The 55 Cancri planetary system is just 39 light years away in the constellation Cancer. The system shines brightly when viewed from Earth because it is so close, so astronomers have been able to directly measure the radius of its star—an observation that is practical only for some of our closest stellar neighbors. Knowing the star's radius made it possible for astronomers to make precise measurements of its mass—nearly the same mass as our Sun—as well as the size and density of its super-Earth-size planet.
"Because 55 Cancri is so bright that it can be seen with the naked eye, astronomers have been able to measure the velocity of this star from four different observatories over a thousand times, giving the planets in this system much more attention than most exoplanets receive," said Penn State assistant professor Jason Wright, who led a program to scrutinize this and several other planetary systems.
Astronomers first discovered that 55 Cancri is orbited by a giant planet in 1997. Long-term observations by Wright and colleagues later made possible the detection of five planets orbiting the star, ranging from a cold giant planet with an orbit very similar to that of Jupiter to a scorching-hot "super-Earth"—a type of planet with a mass higher than Earth's but substantially below that of Neptune, which has a mass 17 times greater than Earth.
Penn State Professor of Astronomy and Astrophysics Alexander Wolszczan and his colleague Dale Frail discovered the first planets ever detected outside our solar system. These planets orbit a distant pulsar star and were the first-known super-Earth-mass planets. Recent observaions by NASA's Kepler mission demonstrate that super-Earth-size planets are common around sun-like stars.

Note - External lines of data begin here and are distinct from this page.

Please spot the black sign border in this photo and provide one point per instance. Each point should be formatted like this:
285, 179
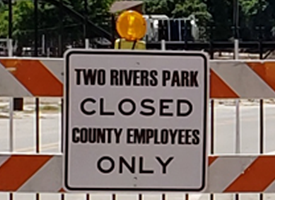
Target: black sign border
142, 53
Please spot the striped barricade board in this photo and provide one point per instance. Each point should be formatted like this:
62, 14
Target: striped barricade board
42, 77
226, 174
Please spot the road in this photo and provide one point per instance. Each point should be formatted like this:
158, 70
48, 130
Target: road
224, 140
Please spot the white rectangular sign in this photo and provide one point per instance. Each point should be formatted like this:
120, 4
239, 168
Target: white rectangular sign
135, 120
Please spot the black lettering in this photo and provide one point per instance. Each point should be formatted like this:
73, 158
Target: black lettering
77, 72
102, 112
180, 137
188, 112
124, 162
114, 77
166, 77
89, 76
173, 134
154, 80
144, 78
127, 76
185, 78
150, 134
139, 136
136, 77
164, 164
196, 134
133, 107
109, 130
175, 79
187, 136
142, 170
112, 164
129, 136
156, 139
75, 138
144, 105
164, 136
194, 80
118, 135
83, 135
101, 77
163, 106
82, 108
100, 135
92, 136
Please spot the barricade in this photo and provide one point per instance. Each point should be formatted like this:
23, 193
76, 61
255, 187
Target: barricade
39, 173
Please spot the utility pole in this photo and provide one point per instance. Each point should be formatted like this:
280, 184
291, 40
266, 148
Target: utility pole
17, 102
36, 28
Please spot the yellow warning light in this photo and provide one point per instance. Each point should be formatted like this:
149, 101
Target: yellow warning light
131, 25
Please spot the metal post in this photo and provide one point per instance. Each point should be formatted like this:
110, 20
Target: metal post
140, 197
10, 47
163, 45
87, 43
11, 123
36, 28
61, 29
212, 133
37, 127
187, 197
37, 124
85, 31
43, 45
237, 105
11, 106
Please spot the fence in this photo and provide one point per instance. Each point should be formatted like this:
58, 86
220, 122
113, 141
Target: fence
38, 77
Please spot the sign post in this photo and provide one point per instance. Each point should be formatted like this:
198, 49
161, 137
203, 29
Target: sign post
135, 121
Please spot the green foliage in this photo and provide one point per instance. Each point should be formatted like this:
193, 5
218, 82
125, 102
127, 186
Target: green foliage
215, 13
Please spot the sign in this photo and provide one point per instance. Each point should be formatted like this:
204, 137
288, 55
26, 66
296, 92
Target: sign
135, 121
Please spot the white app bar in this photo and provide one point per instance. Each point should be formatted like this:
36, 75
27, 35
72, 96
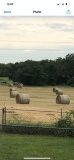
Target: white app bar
36, 8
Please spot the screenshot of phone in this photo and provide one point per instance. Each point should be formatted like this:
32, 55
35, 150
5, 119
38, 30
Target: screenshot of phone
36, 79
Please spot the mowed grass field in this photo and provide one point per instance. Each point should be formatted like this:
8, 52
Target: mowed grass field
18, 147
41, 99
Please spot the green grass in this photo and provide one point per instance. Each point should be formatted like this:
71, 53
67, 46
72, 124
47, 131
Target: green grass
16, 147
5, 80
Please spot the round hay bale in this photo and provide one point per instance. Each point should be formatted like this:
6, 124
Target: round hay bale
10, 84
62, 99
54, 89
12, 89
23, 98
13, 94
20, 85
59, 92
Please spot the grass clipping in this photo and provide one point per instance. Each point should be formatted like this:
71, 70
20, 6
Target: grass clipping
23, 98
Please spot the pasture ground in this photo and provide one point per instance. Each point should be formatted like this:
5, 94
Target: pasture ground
41, 98
17, 147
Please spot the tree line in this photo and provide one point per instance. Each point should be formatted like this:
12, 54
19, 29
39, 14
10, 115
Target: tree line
41, 73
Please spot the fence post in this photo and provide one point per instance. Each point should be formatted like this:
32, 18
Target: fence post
4, 115
61, 113
67, 116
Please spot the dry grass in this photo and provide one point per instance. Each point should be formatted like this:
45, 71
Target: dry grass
41, 98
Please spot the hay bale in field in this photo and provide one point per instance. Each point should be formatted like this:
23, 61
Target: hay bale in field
62, 99
10, 84
12, 89
13, 94
23, 98
54, 89
20, 85
59, 92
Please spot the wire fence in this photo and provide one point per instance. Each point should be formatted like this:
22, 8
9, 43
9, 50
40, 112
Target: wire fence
43, 122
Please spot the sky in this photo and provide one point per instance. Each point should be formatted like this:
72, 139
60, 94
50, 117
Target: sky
35, 38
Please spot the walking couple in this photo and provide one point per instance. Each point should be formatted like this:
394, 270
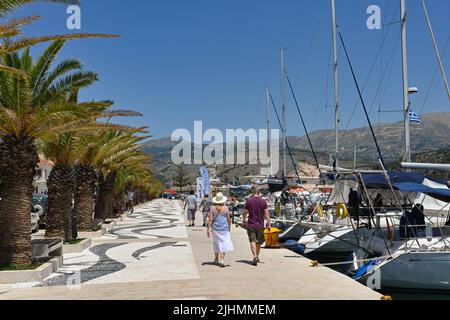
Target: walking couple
219, 225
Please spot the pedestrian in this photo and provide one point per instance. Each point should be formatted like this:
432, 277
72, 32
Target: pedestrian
205, 208
219, 227
233, 205
256, 209
191, 204
130, 198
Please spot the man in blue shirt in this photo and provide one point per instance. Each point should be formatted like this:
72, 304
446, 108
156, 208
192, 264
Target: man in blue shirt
191, 204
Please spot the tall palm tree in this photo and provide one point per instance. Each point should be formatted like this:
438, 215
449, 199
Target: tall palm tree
120, 150
95, 149
31, 107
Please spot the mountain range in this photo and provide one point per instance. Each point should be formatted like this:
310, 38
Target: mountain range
430, 140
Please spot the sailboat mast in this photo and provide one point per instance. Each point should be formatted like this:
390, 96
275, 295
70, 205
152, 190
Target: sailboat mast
283, 110
406, 103
336, 81
269, 127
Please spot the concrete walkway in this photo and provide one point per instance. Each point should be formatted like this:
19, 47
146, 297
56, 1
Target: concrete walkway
153, 255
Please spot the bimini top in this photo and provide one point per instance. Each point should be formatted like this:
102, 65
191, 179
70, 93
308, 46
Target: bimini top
407, 182
378, 180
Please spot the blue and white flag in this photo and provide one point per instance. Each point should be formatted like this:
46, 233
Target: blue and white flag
414, 118
206, 182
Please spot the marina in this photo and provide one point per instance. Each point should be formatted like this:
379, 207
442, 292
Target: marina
333, 185
181, 268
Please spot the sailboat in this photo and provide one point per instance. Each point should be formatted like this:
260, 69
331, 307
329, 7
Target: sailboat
418, 260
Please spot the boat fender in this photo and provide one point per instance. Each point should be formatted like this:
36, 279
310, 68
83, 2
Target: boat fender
314, 263
341, 211
319, 210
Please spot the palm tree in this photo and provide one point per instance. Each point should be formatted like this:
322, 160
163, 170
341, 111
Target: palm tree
125, 153
96, 149
32, 106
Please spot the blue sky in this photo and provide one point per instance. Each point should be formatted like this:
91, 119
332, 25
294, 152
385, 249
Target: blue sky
179, 61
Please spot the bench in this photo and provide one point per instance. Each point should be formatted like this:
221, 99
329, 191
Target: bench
45, 248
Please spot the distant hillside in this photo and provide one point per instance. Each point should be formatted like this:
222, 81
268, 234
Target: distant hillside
430, 141
432, 134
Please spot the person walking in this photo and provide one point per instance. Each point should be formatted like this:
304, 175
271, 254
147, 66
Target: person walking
233, 205
191, 204
130, 197
256, 210
219, 227
205, 208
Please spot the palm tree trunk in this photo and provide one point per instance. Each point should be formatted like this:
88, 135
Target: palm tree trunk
86, 178
104, 205
60, 188
18, 159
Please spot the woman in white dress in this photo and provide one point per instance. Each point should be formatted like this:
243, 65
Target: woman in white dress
219, 229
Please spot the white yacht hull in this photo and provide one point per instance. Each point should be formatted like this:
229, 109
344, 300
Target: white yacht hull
413, 271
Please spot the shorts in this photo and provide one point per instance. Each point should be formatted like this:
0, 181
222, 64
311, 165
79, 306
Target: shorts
256, 236
191, 214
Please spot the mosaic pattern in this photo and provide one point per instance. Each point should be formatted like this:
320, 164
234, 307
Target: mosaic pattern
134, 260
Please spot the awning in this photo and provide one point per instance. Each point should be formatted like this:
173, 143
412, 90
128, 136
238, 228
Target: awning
440, 194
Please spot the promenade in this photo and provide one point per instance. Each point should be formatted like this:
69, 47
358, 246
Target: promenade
153, 255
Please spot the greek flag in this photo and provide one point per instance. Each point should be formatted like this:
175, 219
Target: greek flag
205, 179
414, 118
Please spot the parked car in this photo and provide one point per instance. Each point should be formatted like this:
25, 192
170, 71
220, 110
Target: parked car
34, 220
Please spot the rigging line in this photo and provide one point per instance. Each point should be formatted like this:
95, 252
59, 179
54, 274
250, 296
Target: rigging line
257, 109
436, 49
314, 39
361, 97
303, 123
373, 66
389, 68
324, 100
434, 78
285, 138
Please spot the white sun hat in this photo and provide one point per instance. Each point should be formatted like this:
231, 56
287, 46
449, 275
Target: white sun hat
220, 198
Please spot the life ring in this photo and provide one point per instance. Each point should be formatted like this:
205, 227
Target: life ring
319, 210
341, 211
39, 210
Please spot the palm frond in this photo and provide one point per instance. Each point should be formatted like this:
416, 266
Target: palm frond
27, 42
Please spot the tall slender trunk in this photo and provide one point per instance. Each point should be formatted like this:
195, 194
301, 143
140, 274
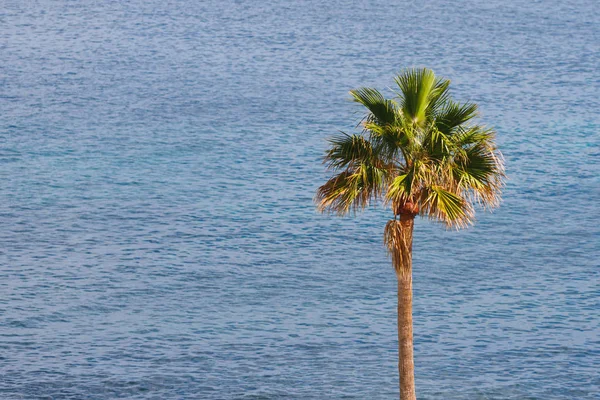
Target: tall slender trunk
398, 237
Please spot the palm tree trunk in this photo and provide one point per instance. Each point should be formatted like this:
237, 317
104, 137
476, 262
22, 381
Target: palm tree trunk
399, 240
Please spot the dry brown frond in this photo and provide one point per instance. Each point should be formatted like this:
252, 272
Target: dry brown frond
397, 237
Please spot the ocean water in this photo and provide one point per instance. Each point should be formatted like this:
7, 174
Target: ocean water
158, 238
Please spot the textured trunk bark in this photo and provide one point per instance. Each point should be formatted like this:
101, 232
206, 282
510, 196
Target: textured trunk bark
406, 368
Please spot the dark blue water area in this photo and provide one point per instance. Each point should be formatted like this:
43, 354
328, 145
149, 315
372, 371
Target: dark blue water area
158, 240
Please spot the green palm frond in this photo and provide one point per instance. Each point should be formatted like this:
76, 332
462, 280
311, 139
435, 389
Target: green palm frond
447, 207
347, 150
421, 152
417, 88
382, 110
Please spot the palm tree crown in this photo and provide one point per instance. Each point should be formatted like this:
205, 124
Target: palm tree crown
421, 152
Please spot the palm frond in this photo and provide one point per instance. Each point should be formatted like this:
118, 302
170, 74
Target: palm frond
382, 110
346, 150
417, 88
447, 207
453, 115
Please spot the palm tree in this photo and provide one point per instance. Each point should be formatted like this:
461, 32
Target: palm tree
421, 153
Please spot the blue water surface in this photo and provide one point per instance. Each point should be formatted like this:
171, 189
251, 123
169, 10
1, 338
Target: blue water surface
158, 239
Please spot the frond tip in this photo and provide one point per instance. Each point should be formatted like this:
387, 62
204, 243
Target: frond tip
421, 152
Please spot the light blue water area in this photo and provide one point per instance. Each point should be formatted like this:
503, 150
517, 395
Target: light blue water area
158, 238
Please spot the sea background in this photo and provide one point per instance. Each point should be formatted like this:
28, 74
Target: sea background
158, 237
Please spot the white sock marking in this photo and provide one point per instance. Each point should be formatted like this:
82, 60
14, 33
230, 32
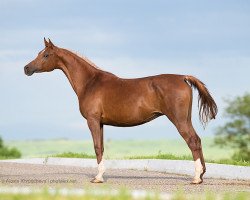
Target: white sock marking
101, 170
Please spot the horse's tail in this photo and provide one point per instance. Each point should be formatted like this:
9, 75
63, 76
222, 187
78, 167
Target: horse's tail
207, 106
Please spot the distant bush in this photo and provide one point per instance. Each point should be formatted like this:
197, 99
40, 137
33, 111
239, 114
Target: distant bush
8, 153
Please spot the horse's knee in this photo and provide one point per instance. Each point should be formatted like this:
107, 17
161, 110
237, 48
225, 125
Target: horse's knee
194, 143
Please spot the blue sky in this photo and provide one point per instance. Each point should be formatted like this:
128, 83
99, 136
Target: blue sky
207, 39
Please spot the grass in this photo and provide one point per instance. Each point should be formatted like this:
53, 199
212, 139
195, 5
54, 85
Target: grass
172, 149
118, 149
159, 156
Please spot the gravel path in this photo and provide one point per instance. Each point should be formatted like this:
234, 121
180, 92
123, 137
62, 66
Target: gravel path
16, 174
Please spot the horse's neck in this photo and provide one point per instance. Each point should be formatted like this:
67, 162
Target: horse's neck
77, 70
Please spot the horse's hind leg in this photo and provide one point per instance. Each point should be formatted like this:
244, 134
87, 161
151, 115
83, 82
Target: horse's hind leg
194, 143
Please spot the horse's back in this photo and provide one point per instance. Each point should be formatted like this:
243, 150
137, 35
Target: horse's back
129, 102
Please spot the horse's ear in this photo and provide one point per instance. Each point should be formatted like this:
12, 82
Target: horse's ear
51, 44
45, 42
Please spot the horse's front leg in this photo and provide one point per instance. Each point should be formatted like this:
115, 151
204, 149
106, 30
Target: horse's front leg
96, 129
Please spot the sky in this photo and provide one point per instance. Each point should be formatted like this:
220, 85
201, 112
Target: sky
207, 39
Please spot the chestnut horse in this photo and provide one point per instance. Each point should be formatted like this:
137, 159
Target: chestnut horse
105, 99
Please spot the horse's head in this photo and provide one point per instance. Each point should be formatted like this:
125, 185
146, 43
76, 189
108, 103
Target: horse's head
47, 60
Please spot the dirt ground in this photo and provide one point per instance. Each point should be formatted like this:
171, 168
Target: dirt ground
13, 174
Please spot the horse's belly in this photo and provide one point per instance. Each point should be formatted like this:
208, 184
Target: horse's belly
125, 120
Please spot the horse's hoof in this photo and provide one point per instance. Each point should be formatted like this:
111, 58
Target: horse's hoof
94, 180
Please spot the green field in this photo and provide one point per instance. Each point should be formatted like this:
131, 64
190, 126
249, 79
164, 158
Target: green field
115, 149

The study led by Nelson is part of a larger effort to develop techniques that will help with the analysis of future observations in the search for Earth-like planets. Penn State astronomers plan to search for Earth-mass planets around other bright nearby stars, using a combination of new observatories and instruments such as the MINERVA project and the Habitable Zone Planet Finder being built at Penn State for the Hobby-Eberly Telescope. "Astronomers are developing state-of-the-art instrumentation for the world's largest telescopes to detect and characterize potentially Earth-like planets. We are pairing those efforts with the development of state-of-the-art computational and statistical tools," Ford said.